By Dustin Beilke
A blogger on the website of The Atlantic magazine presents a very unpopular perspective on the meaning of international standardized test score comparisons in a recent post: the U.S.'s scores are quite good compared to the rest of the developed world. The blogger's rationale is that when you control for things like immigration and language barriers the U.S. actually out-performs almost all advanced, industrialized nations even on the one measure that public education critics have singled out as most important.
But the rationale almost doesn't matter. What the blogger is suggesting is almost tantamount to blasphemy in this country. That the U.S. is far behind most industrialized nations, including and especially China, is the first crucial supposition in the argument the phony school reform "movement" presents, and which the mainstream press swallows whole without even asking the most basic questions.
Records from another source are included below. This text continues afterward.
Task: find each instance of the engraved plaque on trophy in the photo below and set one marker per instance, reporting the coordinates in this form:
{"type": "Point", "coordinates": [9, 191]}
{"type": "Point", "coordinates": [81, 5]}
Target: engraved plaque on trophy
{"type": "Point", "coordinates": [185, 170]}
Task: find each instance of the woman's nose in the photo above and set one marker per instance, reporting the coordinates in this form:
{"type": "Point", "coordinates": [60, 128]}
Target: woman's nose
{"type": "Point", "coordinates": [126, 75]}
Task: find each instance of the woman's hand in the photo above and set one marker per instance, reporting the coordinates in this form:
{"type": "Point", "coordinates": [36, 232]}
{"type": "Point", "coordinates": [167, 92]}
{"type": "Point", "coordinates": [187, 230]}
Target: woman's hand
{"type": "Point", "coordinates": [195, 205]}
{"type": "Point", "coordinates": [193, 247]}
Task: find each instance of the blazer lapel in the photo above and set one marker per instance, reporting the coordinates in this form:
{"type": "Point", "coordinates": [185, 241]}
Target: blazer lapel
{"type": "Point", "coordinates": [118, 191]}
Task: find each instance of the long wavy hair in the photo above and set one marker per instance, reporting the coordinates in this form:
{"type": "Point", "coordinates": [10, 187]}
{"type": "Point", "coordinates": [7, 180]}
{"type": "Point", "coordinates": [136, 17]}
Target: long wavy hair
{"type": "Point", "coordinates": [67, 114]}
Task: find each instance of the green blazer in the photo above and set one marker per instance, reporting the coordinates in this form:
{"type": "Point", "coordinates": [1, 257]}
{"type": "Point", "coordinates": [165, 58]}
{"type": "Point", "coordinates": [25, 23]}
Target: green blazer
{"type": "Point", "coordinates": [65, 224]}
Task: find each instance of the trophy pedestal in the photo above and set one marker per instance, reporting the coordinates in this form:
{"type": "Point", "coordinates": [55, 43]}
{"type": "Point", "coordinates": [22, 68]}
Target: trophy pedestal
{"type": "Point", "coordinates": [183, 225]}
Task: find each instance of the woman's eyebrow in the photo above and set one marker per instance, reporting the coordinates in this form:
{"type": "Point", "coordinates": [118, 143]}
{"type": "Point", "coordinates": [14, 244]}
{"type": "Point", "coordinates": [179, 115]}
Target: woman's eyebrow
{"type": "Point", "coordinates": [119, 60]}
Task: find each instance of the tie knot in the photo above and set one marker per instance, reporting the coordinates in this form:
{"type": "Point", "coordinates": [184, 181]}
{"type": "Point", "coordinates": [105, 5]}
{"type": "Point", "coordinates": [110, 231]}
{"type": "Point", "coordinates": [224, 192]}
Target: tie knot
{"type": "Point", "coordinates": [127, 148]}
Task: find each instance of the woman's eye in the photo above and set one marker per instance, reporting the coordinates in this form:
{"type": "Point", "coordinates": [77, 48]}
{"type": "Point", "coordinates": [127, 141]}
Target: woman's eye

These arguments are presented as research but what they are in fact is an organizing effort: an effort to privatize public education so that public dollars can enrich private, for-profit education companies. To say that reporters and editors do not understand this would be to assume that they would act otherwise if they did understand it, and I'm not ready to assume that. In any case, this recent New York Times piece about the most recent scores is indicative of what we usually see: China is going to kill us because our schools are failing. Echoes of this sentiment can even be found in the recent rant by Pennsylvania Governor Ed Rendell, who was upset that a Philadelphia Eagles game was postponed because of snow and somehow managed to bring China's calculus acumen into it.
The New York Times reporter finds it acceptable to compare test results in one city--the wealthiest city in China--to results of whole nations. He also accepts it on faith that each nation's government is reporting its results fairly and accurately. And the Chinese government is acting on faith that the U.S. news media will not question its scores as long as they can lead to the conclusion that U.S. media likes to make about how our schools are failing.